# Officials Overstepping??



## IH 1586 (Oct 16, 2014)

Depends on who you believe.

http://www.usatoday.com/story/news/nation-now/2015/11/28/iowa-farmer-state-square-prize-antlers/76516166/


----------



## Vol (Jul 5, 2009)

One heck of a buck...something smells about the whole thing. Buck looks to be well over 180" so with that much bone, some folks would do anything.....

Regards, Mike


----------



## Thorim (Jan 19, 2015)

Funny it used to be innocent until proven guilty, know its seem your guilty and you have prove your innocent


----------



## steve IN (Jan 13, 2010)

The DNR is a boot jack thug organization that needs to be eliminated. I for one am tired of feeding these deer and other wildlife that they use as job security. A police officer has to have a warrant to even come on your property to search for manything. The DNR just do it out spite or because their ego's are bigger than the stubby little appendage in thier pants. Just another example of a over reaching government beuracracy.


----------



## glasswrongsize (Sep 15, 2015)

steve IN said:


> The DNR is a boot jack thug organization that needs to be eliminated. ... A police officer has to have a warrant to even come on your property to search for manything. The DNR just do it out spite or because their ego's are bigger than the stubby little appendage in thier pants.
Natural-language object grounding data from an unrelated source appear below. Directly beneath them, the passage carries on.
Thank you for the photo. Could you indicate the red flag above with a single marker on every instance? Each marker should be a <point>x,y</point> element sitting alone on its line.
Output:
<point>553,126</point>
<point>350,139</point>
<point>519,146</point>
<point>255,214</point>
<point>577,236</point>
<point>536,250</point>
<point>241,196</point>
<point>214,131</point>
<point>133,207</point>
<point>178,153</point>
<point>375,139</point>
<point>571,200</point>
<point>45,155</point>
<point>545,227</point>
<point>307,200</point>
Just another example of a over reaching government beuracracy.


Harrumph!!

Around my neck of the woods, the possum cops are jerks. They are a division of State police and are even worse than the seat-belt-ticket-writing brothers. I know a decent trooper that gave up being a possum cop because, in his explanation, he rarely caught criminals. He mostly ended up writing tickets to a poor family out for a cheap family time and someone didn't have a whistle in the canoe or too many hooks in the water etc...
You might have to check your state, but HERE, the possom cops can come into your house and check your freezer, look at all your junk, go driving across your land to get to some poor deer hunter just to see if he is doing something wrong. NOT!!!! They have most of the general public believing that they can and no one stands up to them. IF you do not allow them into your place, the worst they can do is have sanctions on your hunting privileges. IF you let them in, they WILL find some chicken shit reason to give you a ticket or take you to jail.
Make nice with your local law enf, make nice with the local prosecuting attorney. HERE, for the most part, possom cops write a citation and the state's attorney will not prosecute a junk ticket(if you respectfully challenge it). Also, HERE, you can pay a ticket over the counter and wind up with a criminal history from it.(which is afoul of charges that can result in jail time/give you a criminal history) HERE, they have very few friends in the among the judges and prosecutors....so just a word to everyone...KNOW your rights and if you don't know them, learn them.
I could go on and on and give examples of illegalities and things you need to know if you're a hunter, but bottom line, they are law enforcement... if a cop can't do it, then neither can they.
73, Mark


----------



## somedevildawg (Jun 20, 2011)

steve IN said:


> The DNR is a boot jack thug organization that needs to be eliminated. I for one am tired of feeding these deer and other wildlife that they use as job security. A police officer has to have a warrant to even come on your property to search for manything. The DNR just do it out spite or because their ego's are bigger than the stubby little appendage in thier pants. Just another example of a over reaching government beuracracy.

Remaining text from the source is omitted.